L&G CEO backs changes to UK insurance rules after Brexit transition

Nigel Wilson, CEO of Legal & General Group PLC, speaks during an event to launch the private finance agenda for the 2020 United Nations Climate Change Conference (COP26) at Guildhall in London, Britain

Nigel Wilson, CEO of British insurer Legal & General, said on Tuesday he backed potential changes to the way the industry is regulated after Britain’s Brexit transition period with the European Union ends in December.

Wilson told the Reuters Events Future of Insurance Europe conference he supported a Bank of England review into the EU’s so-called Solvency II capital rules currently in operation, including potentially expanding the range of assets insurers could hold.

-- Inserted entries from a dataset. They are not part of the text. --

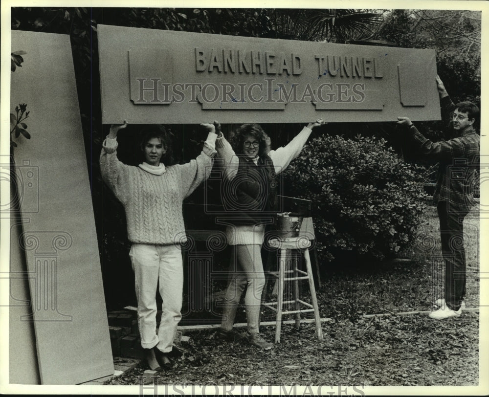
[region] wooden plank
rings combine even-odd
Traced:
[[[26,53],[11,109],[27,104],[31,136],[15,152],[33,308],[23,320],[33,322],[44,384],[114,372],[71,48],[67,35],[12,32],[12,50]]]
[[[97,37],[104,124],[440,119],[434,50],[100,24]]]
[[[11,178],[15,177],[11,175]],[[41,383],[36,351],[36,336],[31,322],[22,318],[31,312],[25,255],[19,243],[22,233],[17,183],[10,180],[10,263],[2,285],[8,283],[8,381],[21,385]]]

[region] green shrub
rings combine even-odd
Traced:
[[[425,208],[422,169],[382,138],[323,135],[284,177],[287,193],[312,200],[316,248],[328,261],[392,256],[412,239]]]

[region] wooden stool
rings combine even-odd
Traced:
[[[273,239],[268,242],[270,246],[273,248],[278,248],[280,251],[277,253],[277,257],[280,264],[278,271],[269,271],[268,273],[277,277],[278,279],[278,293],[277,301],[275,302],[266,302],[263,304],[276,313],[276,326],[275,328],[275,343],[280,341],[280,330],[282,327],[282,314],[295,314],[295,326],[299,329],[300,327],[301,313],[314,312],[314,321],[316,324],[316,332],[317,338],[320,340],[323,339],[323,332],[321,329],[321,320],[319,317],[319,310],[317,307],[317,299],[316,297],[316,289],[314,286],[314,279],[312,278],[312,271],[311,269],[311,259],[309,258],[309,251],[308,248],[311,245],[311,242],[303,237],[288,238],[286,240],[281,240],[278,239]],[[298,268],[298,261],[294,261],[293,269],[289,270],[286,268],[286,259],[288,256],[288,250],[298,249],[304,256],[306,262],[307,272],[303,271]],[[292,273],[291,277],[286,277],[286,273]],[[300,299],[299,296],[299,282],[301,280],[309,280],[309,288],[311,291],[311,299],[312,304],[304,302]],[[286,281],[294,282],[293,298],[291,301],[284,301],[284,289]],[[284,305],[293,303],[294,309],[292,310],[283,311]],[[301,309],[301,305],[305,306],[308,309]],[[276,308],[274,307],[276,306]]]

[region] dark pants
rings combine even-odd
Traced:
[[[464,219],[466,211],[454,210],[445,201],[438,203],[442,255],[445,262],[445,302],[452,310],[460,309],[465,295],[466,263]]]

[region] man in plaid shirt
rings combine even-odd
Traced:
[[[425,138],[407,117],[398,117],[397,124],[407,128],[407,134],[420,152],[440,163],[433,199],[437,204],[445,262],[445,292],[435,304],[440,309],[431,318],[441,320],[460,316],[465,295],[466,262],[464,218],[475,203],[474,188],[479,185],[477,170],[480,154],[480,135],[474,124],[480,116],[472,102],[454,105],[437,76],[444,115],[449,114],[450,127],[457,137],[433,142]]]

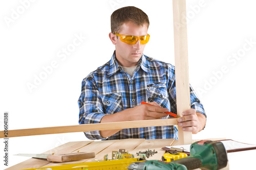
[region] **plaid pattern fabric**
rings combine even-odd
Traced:
[[[142,55],[132,77],[123,71],[114,53],[111,59],[92,72],[82,82],[78,100],[79,124],[99,123],[103,116],[155,101],[177,113],[175,67]],[[191,108],[205,115],[203,105],[190,86]],[[163,118],[170,117],[168,115]],[[90,139],[125,138],[178,139],[174,126],[125,129],[106,138],[99,131],[84,132]]]

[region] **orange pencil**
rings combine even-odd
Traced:
[[[141,102],[140,103],[142,104],[145,104],[145,105],[151,105],[151,106],[153,106],[152,105],[151,105],[149,103],[146,103],[146,102]],[[168,114],[169,114],[171,116],[174,116],[175,117],[177,117],[177,114],[174,114],[174,113],[172,113],[172,112],[164,112],[164,113],[167,113]]]

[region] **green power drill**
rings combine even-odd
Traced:
[[[129,170],[189,170],[198,168],[204,169],[220,169],[227,166],[227,152],[221,142],[201,140],[190,146],[190,156],[164,163],[148,160],[131,164]]]

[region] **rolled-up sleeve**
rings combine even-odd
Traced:
[[[79,124],[100,123],[105,114],[99,92],[93,79],[87,77],[82,82],[81,95],[78,99],[79,108]],[[92,140],[104,139],[99,131],[84,132],[86,137]]]

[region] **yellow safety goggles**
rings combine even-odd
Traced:
[[[133,35],[120,35],[117,33],[115,33],[115,34],[120,37],[121,41],[130,45],[135,44],[138,40],[140,41],[141,44],[145,44],[150,40],[150,37],[148,34],[147,35],[143,35],[140,37],[136,37]]]

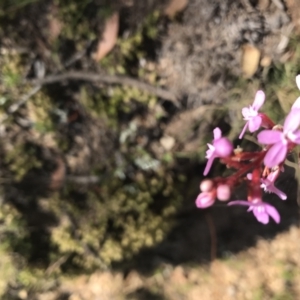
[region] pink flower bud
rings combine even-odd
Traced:
[[[231,191],[227,184],[221,184],[217,187],[217,198],[220,201],[227,201],[230,199]]]
[[[206,208],[212,206],[215,202],[214,193],[202,192],[198,195],[196,199],[196,206],[198,208]]]
[[[210,179],[205,179],[203,181],[201,181],[200,183],[200,191],[201,192],[210,192],[211,189],[213,188],[213,181]]]

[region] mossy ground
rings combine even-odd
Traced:
[[[160,1],[154,2],[151,7],[137,2],[124,6],[122,1],[114,5],[109,1],[1,4],[0,118],[8,116],[0,124],[3,297],[50,293],[66,277],[96,270],[114,268],[126,274],[136,268],[151,273],[161,261],[208,261],[209,217],[206,212],[196,212],[193,204],[206,142],[211,139],[208,129],[221,126],[236,138],[242,125],[240,109],[252,102],[258,88],[265,89],[268,102],[264,109],[275,121],[282,120],[297,97],[294,77],[300,71],[300,49],[295,37],[285,64],[273,64],[251,80],[234,78],[236,83],[227,92],[231,100],[222,107],[197,110],[201,119],[187,112],[178,121],[184,105],[178,108],[138,88],[83,81],[42,87],[17,112],[7,112],[32,88],[24,79],[35,76],[36,61],[45,64],[47,74],[73,68],[131,76],[159,86],[157,56],[170,21],[162,16]],[[3,14],[6,10],[9,13]],[[114,50],[101,62],[94,62],[93,45],[114,10],[120,11],[122,32]],[[39,20],[32,21],[30,16],[37,13]],[[51,18],[62,26],[54,39],[48,34]],[[173,21],[180,22],[180,15]],[[24,28],[15,27],[17,23]],[[43,30],[37,30],[41,26]],[[66,67],[82,51],[85,55]],[[176,138],[170,130],[173,121],[177,122],[173,128]],[[171,146],[162,143],[163,138]],[[285,209],[291,216],[291,207]],[[273,236],[293,223],[264,231],[250,221],[248,235],[242,238],[234,222],[242,224],[243,219],[224,212],[223,208],[212,212],[219,257],[228,249],[235,252],[253,245],[257,235]],[[240,241],[232,241],[232,235]],[[163,278],[161,273],[155,276]],[[296,273],[293,268],[282,273],[287,285],[294,284]],[[178,289],[162,293],[161,278],[156,283],[149,280],[145,289],[129,289],[126,295],[130,299],[172,299],[172,295],[195,288],[193,283],[181,282]],[[253,297],[264,299],[265,287],[255,288]],[[276,293],[269,294],[283,299],[290,292],[283,288]]]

“There’s a good positive feeling that actually giving us access, and the right to invest, in lots of different and new asset classes is a much better solution than… buying old asset classes,” Wilson said.

Solvency II is an EU law that dictates the amount of capital an insurer must hold against its asset portfolio to ensure it has enough protection against insolvency, with liquid assets treated more favourably than illiquid ones like infrastructure.

Wilson said other parts of the current EU Solvency II regime were “overly technical” and could be “moderated” whilst still reaching the same or better outcome, and would not be “capital arbitrage or regulatory arbitrage”.

“This is just giving us less requirement to do excessive structuring, which I think we and the regulators would agree is the right thing to do.”

Wilson also said the “very bizarre” rules around the so-called risk margin could comfortably be changed.

The rules had required some companies to hold more capital than peers in other countries, he said.

The risk margin refers to the potential cost for a failing insurer to transfer its policies to a third party and does not cover actual expected claims.